Member of the Rhode Island House of Representatives

Member of the U.S. House of Representatives from 's 16th district
- Incumbent
- Assumed office January 5, 2021
- Preceded by: Christopher Millea

Personal details
- Born: August 6, 1984 (age 41) Rhode Island, U.S.
- Party: Democratic
- Education: Rhode Island College (BA) Roger Williams University School of Law (JD)
- Occupation: Attorney, politician

= Brandon Potter (politician) =

American politician and attorney

Brandon Potter (born August 6, 1984) is an American politician and attorney serving as a member of the Rhode Island House of Representatives from the 16th district, representing parts of Cranston. A Democrat aligned with progressive causes, Potter has been endorsed by U.S. Senator Bernie Sanders and supported by the Working Families Party. His tenure has included high-profile legislative debates and intraparty disputes within the Rhode Island Democratic Party.

== Early life and education ==
Potter grew up in Cranston, Rhode Island, and attended Cranston West High School. He earned his bachelor’s degree magna cum laude from Rhode Island College. He received his Juris Doctor degree from Roger Williams University School of Law in 2025.

== Political career ==
=== Elections ===
In 2020, Potter challenged incumbent Democratic state representative Christopher Millea in the Democratic primary for House District 16. Millea had been endorsed by the National Rifle Association and opposed abortion rights, positions Potter criticized during the campaign. Potter was endorsed by U.S. Senator Bernie Sanders and supported by the Rhode Island Working Families Party. He defeated Millea in the Democratic primary with 59.8% of the vote. In the 2020 general election, Potter won with 4,144 votes (53.7%).

In the 2022 election cycle, Potter faced a Democratic primary challenge from Natalya DelSanto after then–Deputy Speaker Charlene Lima publicly sought to recruit a challenger to Potter by placing a newspaper advertisement.

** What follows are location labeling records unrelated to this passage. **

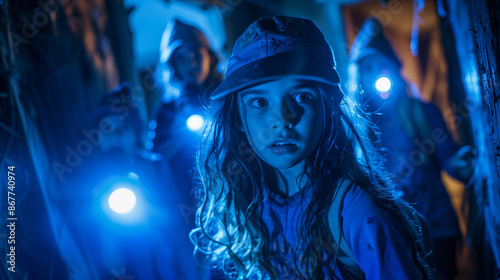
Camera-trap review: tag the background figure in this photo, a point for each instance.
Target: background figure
(139, 243)
(188, 70)
(414, 140)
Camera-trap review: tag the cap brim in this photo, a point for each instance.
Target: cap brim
(272, 68)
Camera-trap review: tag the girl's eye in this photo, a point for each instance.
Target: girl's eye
(302, 97)
(258, 102)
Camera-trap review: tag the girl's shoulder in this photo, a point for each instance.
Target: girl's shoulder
(358, 205)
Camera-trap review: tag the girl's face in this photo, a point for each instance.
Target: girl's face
(283, 119)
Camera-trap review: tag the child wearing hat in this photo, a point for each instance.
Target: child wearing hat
(287, 188)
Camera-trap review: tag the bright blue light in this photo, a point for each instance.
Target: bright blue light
(195, 122)
(122, 200)
(383, 84)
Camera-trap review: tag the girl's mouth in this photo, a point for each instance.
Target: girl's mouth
(283, 147)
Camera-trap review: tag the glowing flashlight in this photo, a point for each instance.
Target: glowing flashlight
(122, 200)
(383, 84)
(195, 122)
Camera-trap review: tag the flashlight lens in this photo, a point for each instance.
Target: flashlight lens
(122, 200)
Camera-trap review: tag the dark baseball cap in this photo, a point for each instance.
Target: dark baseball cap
(272, 48)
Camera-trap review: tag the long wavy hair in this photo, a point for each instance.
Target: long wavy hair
(230, 231)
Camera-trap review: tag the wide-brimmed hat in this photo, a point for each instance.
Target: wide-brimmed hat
(277, 47)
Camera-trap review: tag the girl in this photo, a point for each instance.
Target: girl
(287, 189)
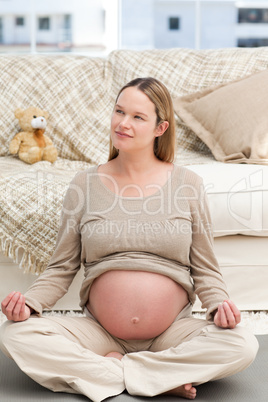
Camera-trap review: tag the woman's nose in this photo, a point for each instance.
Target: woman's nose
(125, 122)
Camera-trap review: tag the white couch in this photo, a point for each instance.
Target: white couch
(78, 92)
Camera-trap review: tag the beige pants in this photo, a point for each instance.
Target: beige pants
(66, 354)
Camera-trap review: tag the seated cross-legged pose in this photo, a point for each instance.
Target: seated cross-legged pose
(140, 226)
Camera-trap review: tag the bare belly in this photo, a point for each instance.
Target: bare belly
(135, 304)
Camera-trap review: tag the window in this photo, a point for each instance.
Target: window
(252, 42)
(19, 21)
(44, 23)
(253, 15)
(174, 23)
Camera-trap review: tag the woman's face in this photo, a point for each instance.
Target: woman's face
(133, 124)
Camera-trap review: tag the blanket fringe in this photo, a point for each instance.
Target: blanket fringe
(25, 260)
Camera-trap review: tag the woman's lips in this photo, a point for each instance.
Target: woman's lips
(120, 134)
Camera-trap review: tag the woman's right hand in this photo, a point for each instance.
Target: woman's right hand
(14, 307)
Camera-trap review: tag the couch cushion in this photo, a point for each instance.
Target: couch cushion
(186, 71)
(238, 198)
(231, 119)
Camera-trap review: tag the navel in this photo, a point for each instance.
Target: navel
(135, 320)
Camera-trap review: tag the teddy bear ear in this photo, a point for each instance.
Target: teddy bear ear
(18, 113)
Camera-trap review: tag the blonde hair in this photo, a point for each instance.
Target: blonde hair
(164, 146)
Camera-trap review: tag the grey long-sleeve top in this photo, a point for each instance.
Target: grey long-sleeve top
(168, 233)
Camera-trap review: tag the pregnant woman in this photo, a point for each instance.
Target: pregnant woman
(141, 228)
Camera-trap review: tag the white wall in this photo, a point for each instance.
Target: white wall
(218, 25)
(137, 29)
(87, 20)
(185, 36)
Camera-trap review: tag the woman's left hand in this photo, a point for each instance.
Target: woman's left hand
(227, 315)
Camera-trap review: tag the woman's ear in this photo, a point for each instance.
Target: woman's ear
(161, 128)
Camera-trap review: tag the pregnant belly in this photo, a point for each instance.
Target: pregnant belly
(135, 304)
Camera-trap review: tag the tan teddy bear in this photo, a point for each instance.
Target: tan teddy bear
(31, 144)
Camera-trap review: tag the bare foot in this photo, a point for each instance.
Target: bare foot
(117, 355)
(185, 391)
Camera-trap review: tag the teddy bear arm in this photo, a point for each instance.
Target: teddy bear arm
(15, 143)
(47, 140)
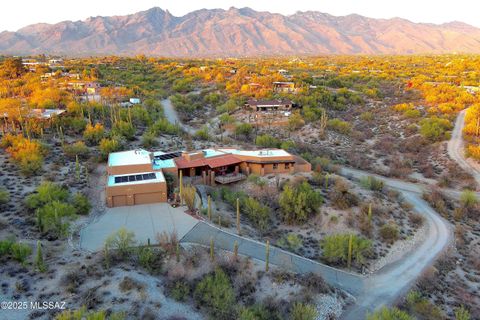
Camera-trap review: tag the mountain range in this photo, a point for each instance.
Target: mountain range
(239, 32)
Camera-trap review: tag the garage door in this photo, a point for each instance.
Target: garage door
(119, 201)
(146, 198)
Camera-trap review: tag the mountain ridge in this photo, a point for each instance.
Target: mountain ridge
(239, 32)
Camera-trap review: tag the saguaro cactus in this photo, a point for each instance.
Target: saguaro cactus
(209, 208)
(350, 245)
(238, 215)
(235, 250)
(212, 252)
(39, 262)
(267, 255)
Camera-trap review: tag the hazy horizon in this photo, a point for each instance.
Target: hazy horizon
(54, 11)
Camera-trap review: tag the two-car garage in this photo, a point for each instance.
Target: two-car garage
(134, 189)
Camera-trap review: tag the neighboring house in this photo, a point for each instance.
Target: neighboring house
(472, 89)
(139, 177)
(135, 101)
(283, 87)
(9, 124)
(269, 105)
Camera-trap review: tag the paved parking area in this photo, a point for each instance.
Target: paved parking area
(146, 221)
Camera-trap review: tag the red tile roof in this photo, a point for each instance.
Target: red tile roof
(213, 162)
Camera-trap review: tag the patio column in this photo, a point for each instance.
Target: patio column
(212, 178)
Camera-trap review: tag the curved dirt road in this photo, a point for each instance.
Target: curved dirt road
(383, 287)
(172, 116)
(456, 149)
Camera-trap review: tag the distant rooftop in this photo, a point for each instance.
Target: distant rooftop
(130, 157)
(143, 178)
(264, 153)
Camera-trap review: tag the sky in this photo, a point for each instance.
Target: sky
(15, 14)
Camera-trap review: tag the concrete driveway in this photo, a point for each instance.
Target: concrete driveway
(146, 221)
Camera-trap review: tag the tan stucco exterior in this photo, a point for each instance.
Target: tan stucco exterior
(133, 194)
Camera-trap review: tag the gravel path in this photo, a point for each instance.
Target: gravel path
(456, 149)
(172, 116)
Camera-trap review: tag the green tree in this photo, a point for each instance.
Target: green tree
(468, 199)
(301, 311)
(336, 247)
(108, 146)
(297, 203)
(4, 196)
(267, 141)
(434, 128)
(81, 204)
(215, 292)
(123, 241)
(39, 262)
(46, 192)
(389, 314)
(20, 252)
(462, 314)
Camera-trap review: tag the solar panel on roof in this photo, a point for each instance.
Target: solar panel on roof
(136, 177)
(168, 156)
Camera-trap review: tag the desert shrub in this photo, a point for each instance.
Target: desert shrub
(180, 291)
(124, 129)
(372, 183)
(83, 314)
(94, 134)
(301, 311)
(259, 312)
(4, 196)
(81, 204)
(6, 246)
(27, 154)
(335, 248)
(422, 307)
(412, 113)
(341, 197)
(149, 140)
(462, 314)
(215, 292)
(298, 203)
(164, 126)
(45, 193)
(55, 216)
(202, 133)
(468, 199)
(367, 116)
(122, 241)
(473, 151)
(339, 126)
(267, 141)
(403, 107)
(108, 146)
(389, 232)
(146, 257)
(258, 213)
(290, 241)
(434, 128)
(416, 219)
(76, 149)
(385, 313)
(20, 252)
(189, 195)
(244, 130)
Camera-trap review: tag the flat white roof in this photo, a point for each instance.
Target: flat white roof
(158, 178)
(264, 153)
(131, 157)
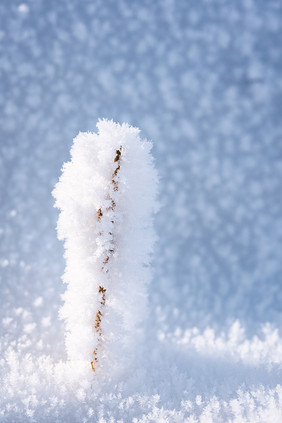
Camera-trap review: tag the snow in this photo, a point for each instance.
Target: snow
(202, 80)
(106, 195)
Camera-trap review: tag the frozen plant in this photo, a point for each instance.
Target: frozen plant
(107, 197)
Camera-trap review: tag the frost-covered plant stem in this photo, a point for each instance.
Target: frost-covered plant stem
(107, 197)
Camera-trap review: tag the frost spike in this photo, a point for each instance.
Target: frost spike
(106, 196)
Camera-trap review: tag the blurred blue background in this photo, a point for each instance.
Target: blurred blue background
(203, 80)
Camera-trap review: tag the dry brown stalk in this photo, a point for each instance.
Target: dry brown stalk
(102, 290)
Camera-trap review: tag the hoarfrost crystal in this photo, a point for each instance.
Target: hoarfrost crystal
(107, 197)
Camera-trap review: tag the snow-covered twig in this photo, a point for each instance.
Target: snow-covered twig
(106, 196)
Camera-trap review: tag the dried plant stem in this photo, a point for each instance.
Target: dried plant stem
(104, 268)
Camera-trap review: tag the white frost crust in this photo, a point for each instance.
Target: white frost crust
(84, 187)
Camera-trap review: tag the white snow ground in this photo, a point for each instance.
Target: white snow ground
(202, 79)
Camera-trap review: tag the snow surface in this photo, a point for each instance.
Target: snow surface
(202, 79)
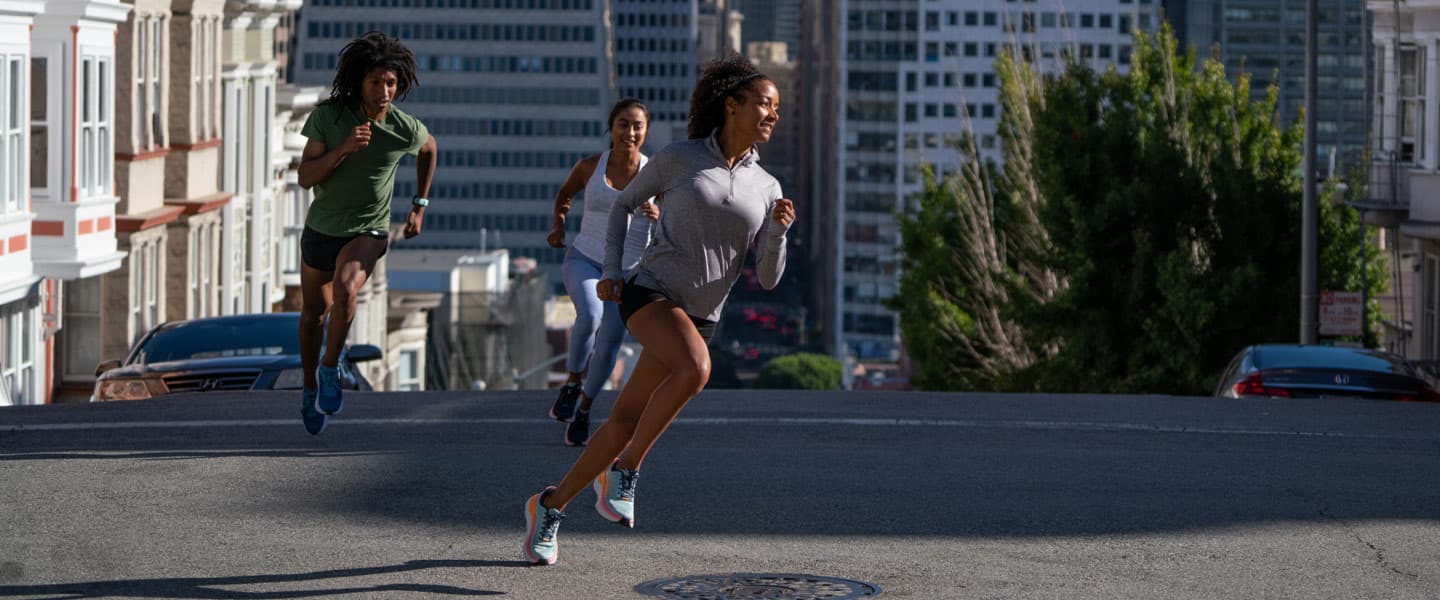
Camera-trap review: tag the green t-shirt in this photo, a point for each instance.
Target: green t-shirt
(356, 196)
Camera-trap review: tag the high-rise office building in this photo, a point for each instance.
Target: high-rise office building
(514, 94)
(893, 85)
(655, 62)
(1266, 39)
(771, 20)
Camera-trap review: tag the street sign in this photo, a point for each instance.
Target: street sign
(1341, 314)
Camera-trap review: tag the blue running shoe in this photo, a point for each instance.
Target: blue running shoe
(329, 399)
(314, 419)
(565, 405)
(615, 495)
(542, 530)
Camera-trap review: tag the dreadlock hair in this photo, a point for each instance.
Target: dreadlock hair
(366, 53)
(722, 78)
(624, 105)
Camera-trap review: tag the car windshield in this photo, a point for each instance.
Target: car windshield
(1325, 357)
(219, 340)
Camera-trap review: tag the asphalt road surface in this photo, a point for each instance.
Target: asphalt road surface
(923, 495)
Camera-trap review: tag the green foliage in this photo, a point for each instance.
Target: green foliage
(1339, 261)
(1167, 235)
(1172, 202)
(799, 371)
(971, 255)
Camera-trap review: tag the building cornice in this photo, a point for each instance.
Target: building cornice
(100, 10)
(22, 7)
(131, 223)
(200, 205)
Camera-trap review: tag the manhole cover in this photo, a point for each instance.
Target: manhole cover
(759, 586)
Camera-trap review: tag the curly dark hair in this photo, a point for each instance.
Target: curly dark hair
(719, 79)
(366, 53)
(624, 105)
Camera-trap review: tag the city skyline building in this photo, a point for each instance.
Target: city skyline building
(655, 62)
(514, 95)
(896, 85)
(771, 20)
(1266, 39)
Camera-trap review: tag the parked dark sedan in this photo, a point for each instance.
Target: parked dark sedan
(219, 353)
(1308, 371)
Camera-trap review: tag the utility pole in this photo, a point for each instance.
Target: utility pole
(1309, 225)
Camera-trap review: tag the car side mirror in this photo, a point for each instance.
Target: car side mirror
(105, 366)
(363, 353)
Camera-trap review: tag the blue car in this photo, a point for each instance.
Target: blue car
(219, 353)
(1308, 371)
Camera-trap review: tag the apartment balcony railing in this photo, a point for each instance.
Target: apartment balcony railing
(1386, 202)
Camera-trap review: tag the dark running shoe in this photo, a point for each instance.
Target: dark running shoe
(615, 495)
(329, 400)
(542, 530)
(313, 417)
(565, 405)
(579, 429)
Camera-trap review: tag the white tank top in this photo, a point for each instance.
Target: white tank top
(599, 197)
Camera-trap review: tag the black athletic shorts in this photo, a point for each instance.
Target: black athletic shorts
(635, 297)
(320, 251)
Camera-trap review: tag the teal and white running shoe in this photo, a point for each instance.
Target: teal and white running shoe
(313, 417)
(615, 495)
(329, 400)
(542, 530)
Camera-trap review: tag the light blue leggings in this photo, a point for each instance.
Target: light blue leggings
(595, 340)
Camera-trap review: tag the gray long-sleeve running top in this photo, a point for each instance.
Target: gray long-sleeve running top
(709, 217)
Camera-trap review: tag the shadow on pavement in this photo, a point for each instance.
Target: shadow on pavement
(185, 455)
(782, 479)
(205, 587)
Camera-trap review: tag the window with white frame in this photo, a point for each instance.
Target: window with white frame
(1430, 310)
(95, 130)
(150, 71)
(144, 288)
(147, 98)
(408, 376)
(1411, 102)
(39, 125)
(18, 351)
(202, 261)
(12, 133)
(160, 43)
(81, 334)
(212, 87)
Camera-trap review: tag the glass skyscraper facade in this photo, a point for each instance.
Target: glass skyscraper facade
(1266, 39)
(655, 62)
(513, 94)
(894, 85)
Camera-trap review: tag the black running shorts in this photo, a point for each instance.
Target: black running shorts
(635, 297)
(320, 251)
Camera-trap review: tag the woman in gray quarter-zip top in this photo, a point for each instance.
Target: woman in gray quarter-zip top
(717, 203)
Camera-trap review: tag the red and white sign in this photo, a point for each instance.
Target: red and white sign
(1341, 314)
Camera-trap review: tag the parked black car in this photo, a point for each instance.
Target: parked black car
(1308, 371)
(219, 353)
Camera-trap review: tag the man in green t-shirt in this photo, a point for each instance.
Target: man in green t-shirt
(356, 141)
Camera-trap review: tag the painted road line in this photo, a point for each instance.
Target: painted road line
(831, 422)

DelSanto campaigned to Potter’s right on social issues and received endorsements from the National Rifle Association. DelSanto’s campaign received a $1,000 contribution from Lima. Potter won the 2022 Democratic primary with 67.3% of the vote.

In 2024, Potter faced another Democratic primary challenger after he opposed legislation authorizing online gambling (iGaming) in Rhode Island, a bill that was sponsored by Senate President Dominick Ruggerio. Potter said he believed the challenge was connected to his opposition to the bill. The challenger denied being recruited by Senate President Dominick Ruggerio. Potter won the 2024 Democratic primary with 76% of the vote.

=== Legislative work ===
Potter has served as Second Vice Chair of the House Health and Human Services Committee and has also served on the House Corporations Committee and the House Labor Committee.

In January 2021, following reporting that state Representative Justin Price attended the 2021 United States Capitol attack, Potter became the first elected official in Rhode Island to publicly call for Price’s resignation.

In 2021, Potter authored legislation to prohibit the production and sale of force-fed foie gras due to animal cruelty concerns.

In 2023, Potter opposed legislation authorizing online casino gaming (iGaming) in Rhode Island. He spoke on the House floor and offered amendments during debate on the bill. Despite opposition from several lawmakers, the legislation passed both chambers of the General Assembly and was signed into law.

In the 2025 legislative session, Potter sponsored legislation establishing a three-year pilot program limiting insurers’ use of prior authorization for medically necessary services ordered by primary care providers. The bill was later ceremonially signed into law by Governor Dan McKee.

In 2023, the Rhode Island House passed legislation sponsored by Potter to decriminalize the possession of limited amounts of psilocybin (“magic mushrooms”) and to authorize rulemaking for potential therapeutic use, contingent on federal approval.

=== Intraparty disputes ===
Potter was previously affiliated with the Rhode Island Political Cooperative but was later expelled from the organization following his support for House Speaker Joe Shekarchi.

== Professional career ==
Potter is an attorney whose legal practice focuses on medical malpractice and catastrophic injury cases.

While earning his Juris Doctor degree, Potter volunteered pro bono with the Rhode Island Public Defender’s Office.